На другой день Анна осуществила свой план. На кровати сидел, поднявшись, мальчик в одной расстегнутой рубашечке и, перегнувшись тельцем, потягиваясь, доканчивал зевок. В ту минуту, как губы его сходились вместе, они сложились в блаженно-сонную улыбку, и с этою улыбкой он опять медленно и сладко повалился назад.
— Сережа! — прошептала она, неслышно подходя к нему.
Во время разлуки с ним и при том приливе любви, который она испытывала все это последнее время, она воображала его четырехлетним мальчиком, каким она больше всего любила его. Теперь он был даже не таким, как она оставила его; он еще дальше стал от четырехлетнего, еще вырос и похудел. Что это! Как худо его лицо, как коротки его волосы! Как длинны руки! Как изменился он с тех пор, как она оставила его! Но это был он, с его формой головы, его губами, его мягкою шейкой и широкими плечиками.
— Сережа! — повторила она над самым ухом ребенка.
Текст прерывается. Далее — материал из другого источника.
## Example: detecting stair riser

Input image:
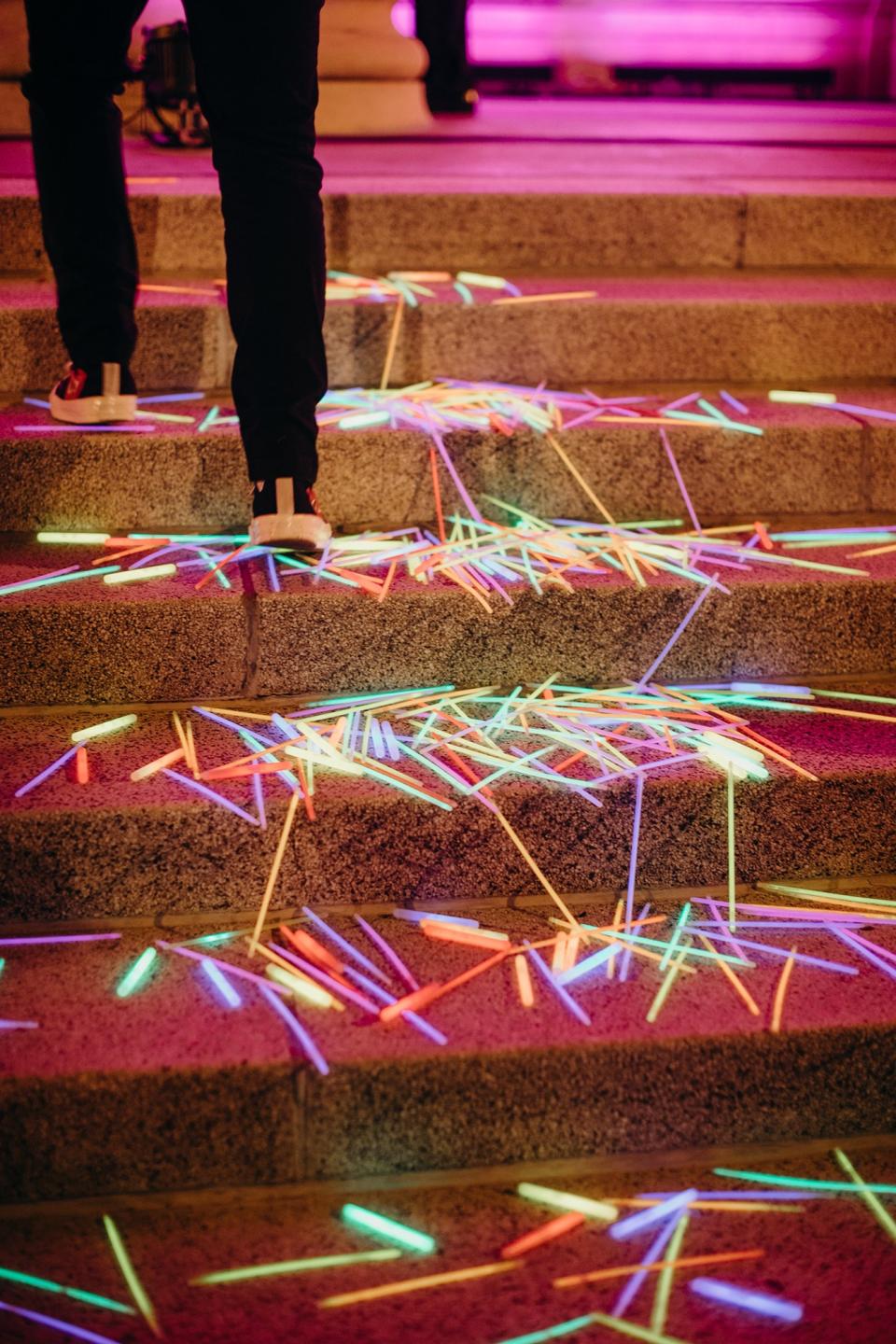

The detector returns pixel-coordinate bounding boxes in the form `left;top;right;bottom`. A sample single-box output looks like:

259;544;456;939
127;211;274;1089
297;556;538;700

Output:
0;1027;896;1200
0;192;896;277
0;768;896;920
7;296;896;392
0;422;896;532
0;578;896;706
Он поднялся опять на локоть, поводил спутанною головой на обе стороны, как бы отыскивая что-то, и открыл глаза. Тихо и вопросительно поглядел несколько секунд на неподвижно стоявшую пред ним мать, потом вдруг блаженно улыбнулся и, опять закрыв слипающиеся глаза, повалился, но не назад, а к ней, к ее рукам.
— Сережа! Мальчик мой милый! — проговорила она, задыхаясь и обнимая его пухлое тело.
— Мама! — проговорил он, двигаясь под ее руками, чтобы разными местами тела касаться ее рук.